—Quoi?...

—Eh bien! sachant qu'on s'était battu et qu'il y avait eu bien du monde de tué, j'ai été voir parmi les morts... Je suis allée partout où on avait déposé des cadavres, rue Montorgueil, cité Bergère, à la Morgue... rien. Et ce n'est pas tout, le samedi, qui était donc le 6 décembre, une voisine me dit qu'on avait exposé beaucoup de corps au cimetière Montmartre. J'y ai couru. C'était vrai.
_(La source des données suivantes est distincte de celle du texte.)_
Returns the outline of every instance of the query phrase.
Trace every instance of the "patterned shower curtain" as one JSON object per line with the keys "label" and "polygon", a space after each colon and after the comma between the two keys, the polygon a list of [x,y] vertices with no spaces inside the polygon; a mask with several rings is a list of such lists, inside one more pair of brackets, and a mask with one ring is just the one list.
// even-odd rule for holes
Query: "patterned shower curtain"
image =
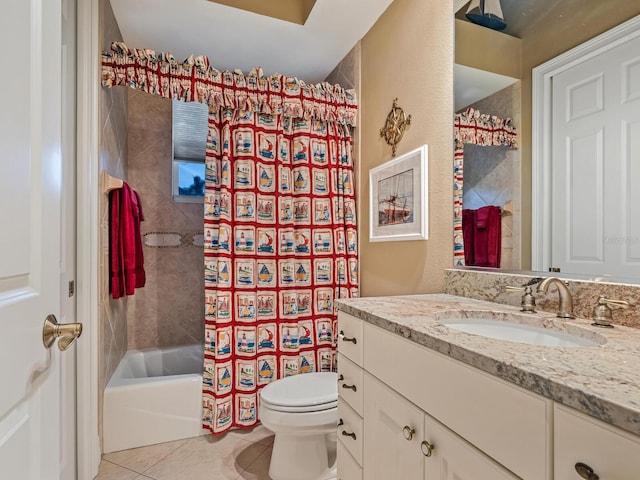
{"label": "patterned shower curtain", "polygon": [[462,209],[464,184],[464,144],[508,146],[518,148],[516,127],[510,118],[481,114],[468,108],[454,116],[453,151],[453,264],[464,266],[464,240],[462,238]]}
{"label": "patterned shower curtain", "polygon": [[203,426],[253,426],[269,382],[335,369],[335,300],[358,293],[355,96],[122,43],[102,83],[209,105]]}

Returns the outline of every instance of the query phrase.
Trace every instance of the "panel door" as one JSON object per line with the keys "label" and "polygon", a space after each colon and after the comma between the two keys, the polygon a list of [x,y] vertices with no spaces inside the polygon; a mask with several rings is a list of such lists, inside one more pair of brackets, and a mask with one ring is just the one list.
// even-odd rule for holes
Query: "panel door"
{"label": "panel door", "polygon": [[365,373],[364,479],[422,480],[424,413]]}
{"label": "panel door", "polygon": [[640,276],[640,38],[553,77],[552,264]]}
{"label": "panel door", "polygon": [[425,480],[518,480],[511,472],[464,441],[428,415],[425,416],[425,441],[422,446]]}
{"label": "panel door", "polygon": [[75,477],[75,444],[71,452],[60,446],[73,428],[60,420],[61,355],[42,343],[45,317],[61,317],[61,13],[61,0],[9,0],[0,20],[0,476],[7,479]]}

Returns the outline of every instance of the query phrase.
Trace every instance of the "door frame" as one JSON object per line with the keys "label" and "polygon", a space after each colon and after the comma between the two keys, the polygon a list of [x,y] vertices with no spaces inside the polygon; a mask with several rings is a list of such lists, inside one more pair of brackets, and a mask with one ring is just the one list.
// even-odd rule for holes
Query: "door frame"
{"label": "door frame", "polygon": [[551,266],[552,80],[565,70],[640,36],[640,15],[621,23],[532,71],[531,269]]}
{"label": "door frame", "polygon": [[76,307],[83,324],[77,342],[78,478],[98,474],[102,448],[98,433],[98,195],[99,195],[99,4],[77,0]]}

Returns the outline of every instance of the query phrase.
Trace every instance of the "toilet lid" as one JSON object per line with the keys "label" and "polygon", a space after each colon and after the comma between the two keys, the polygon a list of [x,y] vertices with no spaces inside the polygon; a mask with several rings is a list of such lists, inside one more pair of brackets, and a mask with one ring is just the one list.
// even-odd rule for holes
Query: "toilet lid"
{"label": "toilet lid", "polygon": [[335,372],[320,372],[285,377],[260,390],[260,399],[282,411],[332,408],[338,401],[338,376]]}

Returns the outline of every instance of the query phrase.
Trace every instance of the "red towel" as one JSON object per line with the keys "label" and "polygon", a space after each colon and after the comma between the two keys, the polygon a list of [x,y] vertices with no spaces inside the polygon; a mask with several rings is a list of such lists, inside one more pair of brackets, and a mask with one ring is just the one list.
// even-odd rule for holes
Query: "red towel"
{"label": "red towel", "polygon": [[474,265],[499,268],[501,249],[502,214],[500,207],[479,208],[476,210],[475,228],[473,229]]}
{"label": "red towel", "polygon": [[140,196],[129,185],[109,192],[110,285],[113,298],[133,295],[144,287],[144,257],[140,222],[144,220]]}

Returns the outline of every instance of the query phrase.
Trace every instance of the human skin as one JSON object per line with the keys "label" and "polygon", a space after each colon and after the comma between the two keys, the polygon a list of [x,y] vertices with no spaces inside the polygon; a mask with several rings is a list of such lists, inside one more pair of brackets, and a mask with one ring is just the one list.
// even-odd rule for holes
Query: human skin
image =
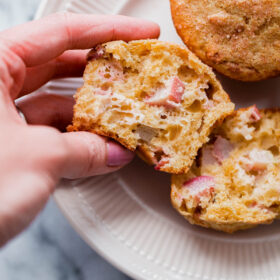
{"label": "human skin", "polygon": [[[112,40],[156,38],[152,22],[58,13],[0,33],[0,246],[44,207],[60,178],[116,171],[133,153],[88,132],[61,133],[73,99],[29,95],[53,78],[80,76],[86,50]],[[28,124],[19,116],[18,102]]]}

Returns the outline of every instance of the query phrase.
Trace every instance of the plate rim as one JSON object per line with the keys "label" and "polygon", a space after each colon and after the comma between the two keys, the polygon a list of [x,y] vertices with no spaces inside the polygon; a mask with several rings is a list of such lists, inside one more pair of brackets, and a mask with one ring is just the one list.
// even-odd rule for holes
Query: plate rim
{"label": "plate rim", "polygon": [[[99,256],[101,256],[104,260],[108,261],[111,265],[113,265],[115,268],[120,270],[121,272],[125,273],[129,277],[135,279],[135,280],[147,280],[147,278],[143,278],[139,274],[135,274],[133,270],[130,270],[125,266],[124,264],[121,264],[120,262],[117,262],[112,256],[110,256],[109,252],[105,252],[105,250],[102,250],[100,246],[98,246],[97,242],[94,243],[85,233],[85,231],[82,231],[79,228],[78,223],[75,221],[73,216],[67,213],[67,206],[65,204],[61,203],[60,201],[60,193],[59,191],[55,191],[53,194],[53,198],[55,203],[57,204],[58,208],[63,213],[64,217],[68,220],[71,227],[79,234],[79,236],[87,243],[89,247],[91,247],[95,252],[98,253]],[[102,229],[104,230],[104,229]]]}
{"label": "plate rim", "polygon": [[[116,179],[116,178],[115,178]],[[82,179],[83,180],[83,179]],[[102,223],[102,220],[98,218],[98,215],[93,214],[90,215],[90,223],[85,221],[85,222],[80,222],[81,218],[84,218],[85,220],[87,219],[87,215],[83,211],[84,207],[79,204],[79,207],[77,208],[76,211],[71,212],[71,215],[69,214],[71,208],[77,206],[77,203],[73,203],[73,200],[71,200],[72,205],[68,203],[70,200],[69,198],[71,196],[74,196],[76,202],[83,202],[83,199],[79,199],[79,193],[76,191],[76,186],[71,186],[71,181],[72,180],[67,180],[67,179],[61,179],[59,182],[59,187],[55,190],[53,194],[54,201],[58,205],[59,209],[62,211],[63,215],[66,217],[66,219],[69,221],[70,225],[73,227],[73,229],[80,235],[80,237],[92,248],[94,249],[102,258],[107,260],[109,263],[111,263],[114,267],[131,277],[132,279],[135,280],[151,280],[151,279],[160,279],[160,280],[169,280],[169,276],[165,274],[163,270],[160,271],[154,271],[153,269],[148,269],[145,267],[143,264],[147,264],[148,266],[152,265],[154,267],[154,263],[149,263],[147,262],[146,259],[141,259],[140,254],[136,254],[133,250],[130,250],[126,246],[123,246],[122,243],[116,242],[114,239],[115,236],[112,235],[112,232],[108,229],[106,229],[106,226],[102,227],[99,224]],[[75,181],[75,180],[73,180]],[[120,184],[121,187],[122,184]],[[69,189],[71,188],[71,189]],[[67,191],[65,190],[67,189]],[[66,196],[66,199],[65,199]],[[87,205],[84,205],[85,207]],[[89,225],[87,225],[87,223]],[[100,231],[98,234],[96,233],[96,230],[94,230],[94,225],[96,225],[96,228],[98,231]],[[81,230],[82,228],[82,230]],[[109,240],[110,244],[113,244],[115,247],[121,248],[127,252],[127,254],[124,254],[124,257],[121,257],[123,254],[117,253],[117,250],[114,249],[104,249],[104,243],[101,244],[98,242],[97,239],[94,239],[90,237],[90,233],[95,235],[95,237],[99,238],[100,240],[106,239]],[[104,234],[104,235],[103,235]],[[104,236],[106,235],[106,238]],[[99,241],[100,241],[99,240]],[[113,243],[112,243],[113,242]],[[109,246],[110,247],[110,246]],[[114,247],[114,248],[115,248]],[[112,255],[110,254],[112,253]],[[139,260],[141,262],[141,265],[135,265],[135,266],[130,266],[129,259],[130,256],[134,256],[134,260]],[[138,262],[138,264],[139,264]],[[162,267],[158,267],[158,269],[162,269]],[[151,278],[150,275],[153,275]],[[173,279],[173,278],[172,278]],[[174,278],[175,279],[175,278]],[[176,278],[177,279],[177,278]],[[203,280],[204,278],[202,276],[198,275],[188,275],[185,274],[184,278],[178,275],[178,280],[184,279],[184,280]]]}

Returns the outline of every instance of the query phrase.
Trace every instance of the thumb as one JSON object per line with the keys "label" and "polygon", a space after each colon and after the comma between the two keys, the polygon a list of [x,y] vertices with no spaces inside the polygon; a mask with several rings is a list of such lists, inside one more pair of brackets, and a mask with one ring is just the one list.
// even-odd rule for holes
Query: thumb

Il y en avait bien une centaine, côte à côte, en ligne, enterrés jusqu'aux épaules, de sorte qu'il n'y avait que la tête qui sortait au ras de terre... Même, c'était terrible de voir tous ces visages, tellement bleuis et gonflés, qu'il y en avait de presque méconnaissables... Et cependant, il y avait autour bien des malheureux en peine comme moi, qui allaient de l'un à l'autre... J'ai vu une pauvre dame qui est tombée raide évanouie en retrouvant là son mari... Le mien n'y était pas...

Mme Delorge frissonnait.

—Vous êtes donc bien convaincue, ma pauvre femme, que votre mari est mort?

—On me l'a dit.

—Qui?

—Un monsieur de la police. C'est que, voyez-vous, madame, quand j'ai appris qu'il y avait beaucoup d'hommes arrêtés, plus de vingt mille, à ce qu'on assure, j'ai eu un moment d'espoir. «Si Laurent en était!...» me suis-je dit. Et je pensais que, si on le déportait aux colonies, j'irais avec lui, et que tous deux ensemble nous ne serions pas trop malheureux... Je n'ai donc fait qu'un saut à la préfecture de police, et on m'a adressée à un bureau qui est exprès pour les renseignements... Ce jour-là on a enregistré ma réclamation, et on m'a dit de revenir dans huit jours, qu'on ferait des recherches... Quand je me suis représentée, on n'avait rien trouvé encore... Enfin la troisième fois on m'a répondu que parmi les individus arrêtés, mis en prison ou déportés, il n'y en avait aucun du nom de Cornevin...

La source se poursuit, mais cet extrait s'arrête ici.